Propos recueillis par DonklamAballo et Virgile Ahouansè

 

Mathias Hounkpè

Soleil Fm : Est-ce que pour les premiers pas posés jusque là vous avez l’impression que  Patrice Talon, politiquement, sait là où il va et qu’il a une ligne de conduite ?

Mathias Hounkpè : C’est très difficile à dire. Et quelques raisons peuvent expliquer ce genre de difficulté de lecture. Lorsque le Président prend le pouvoir avec la promesse ferme de ne faire qu’un seul mandat, cela suppose que la manière d’analyser ses stratégies politiques ne peut pas être la même que celle d’appréciation de la gestion de l’espace politique par un candidat qui veut faire ses deux mandats constitutinnels. Et donc naturellement, personne ne s’attendait à ce qu’il ait une stratégie particulière à part, je dirai, les dispositions pour garantir les majorités pour les politiques qui lui tiennent à cœur.  Je pense que de ce point de vue également, on verra tout à l’heure à travers les points que vous avez mentionnés ici,qu’il n’a pas, à mon avis, fait suffisamment attention de garantir les conditions minimales pour que les réformes qui lui tiennent à cœur soient passées.

 Mais les donnes ont changé depuis peu. La question du mandat unique est pratiquement dépassée maintenant...

Bon, disons qu’il a dit qu’il avisera. Je veux aviser pour moiveut dire que je déciderai en temps opportun. Ça ne veut pas dire Oui, ça ne veut pas dire Nonnon plus, au sens strict du terme. Même si c’est déjà une évolution par rapport à la position antérieure. La position antérieure étant, quoiqu’il arrive, je ne ferai qu’un seul mandat. Et donc, je peux dire que si on voulait tenir le Président de la République par rapport à sa promesse, si je le considère comme un homme de parole, alors après avoir donné fait cette promesse, il n’a plus la possibilité de dire j’aviserai. « J’aviserai » veut dire, j’ai encore le choix. Normalement, il n’a plus de choix. A mon avis, il ne devrait pas trahir sa parole. Moi je continue de croire que le Président de la République ne trahira pas sa parole et qu’il va respecter donc sa décision prise pendant la campagne de ne faire qu’un seul mandat.

Et s’il ne respectait pas sa parole, cette décision?

Bon, normalement, juridiquement, vous ne pourrez pas grand-chose contre lui si les textes restent en l’état. Mais politiquement, je pense que c’est coûteux d’avoir un Président de la République comme on a vu dans d’autres pays en Afrique qui trahissent leurs paroles surtout par rapport au maintien au pouvoir. Parce que moi je pensais qu’il serait différent des présidents ordinaires qu’on a vus. On a vu beaucoup de présidents promettre  arrêter leur mandat et après trouver des subterfuges pour continuer à rester au pouvoir. Je pensais que le Président Patrice Talon, devrait être différent de ces gens-là. Et donc, à mon avis, il devrait respecter sa parole ou alors politiquement, je crois ça lui couterait cher.
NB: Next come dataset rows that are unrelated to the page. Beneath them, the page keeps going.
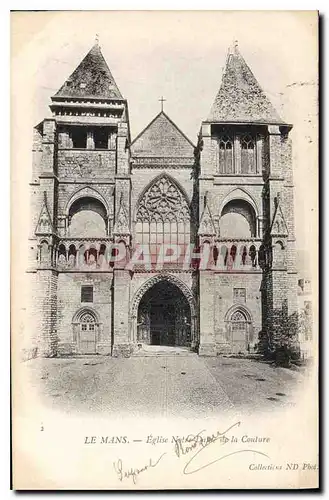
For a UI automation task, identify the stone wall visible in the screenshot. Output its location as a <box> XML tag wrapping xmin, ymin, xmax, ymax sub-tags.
<box><xmin>57</xmin><ymin>272</ymin><xmax>112</xmax><ymax>354</ymax></box>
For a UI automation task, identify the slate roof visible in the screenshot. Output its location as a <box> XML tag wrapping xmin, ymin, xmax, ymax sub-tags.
<box><xmin>54</xmin><ymin>44</ymin><xmax>123</xmax><ymax>99</ymax></box>
<box><xmin>207</xmin><ymin>45</ymin><xmax>284</xmax><ymax>124</ymax></box>
<box><xmin>131</xmin><ymin>111</ymin><xmax>194</xmax><ymax>157</ymax></box>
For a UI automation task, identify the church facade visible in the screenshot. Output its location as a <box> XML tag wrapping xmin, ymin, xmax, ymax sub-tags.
<box><xmin>28</xmin><ymin>44</ymin><xmax>297</xmax><ymax>357</ymax></box>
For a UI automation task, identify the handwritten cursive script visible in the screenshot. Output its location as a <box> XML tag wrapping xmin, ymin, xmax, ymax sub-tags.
<box><xmin>174</xmin><ymin>422</ymin><xmax>269</xmax><ymax>474</ymax></box>
<box><xmin>113</xmin><ymin>453</ymin><xmax>166</xmax><ymax>484</ymax></box>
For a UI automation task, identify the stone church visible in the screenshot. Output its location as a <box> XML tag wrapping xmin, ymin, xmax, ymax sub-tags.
<box><xmin>28</xmin><ymin>43</ymin><xmax>297</xmax><ymax>357</ymax></box>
Politiquement ? De quel point de vue ? Du point de vue électoral ?

Vis-à-vis de l’opinion publique, vis-à-vis des citoyens et vis-à-vis de la plupart des positions qu’il prend par rapport à d’autres questions nationales. Je crois que sa parole va prendre un coup. Même le fait d’avoir prononcé  « j’aviserai », vous voyez dans l’opinion l’effet que cela fait.

Mais ce deuxième mandat probable serait le dernier s’il l’avait. Donc,  qu’est-ce qu’il perd et qu’est-ce qu’il gagne ?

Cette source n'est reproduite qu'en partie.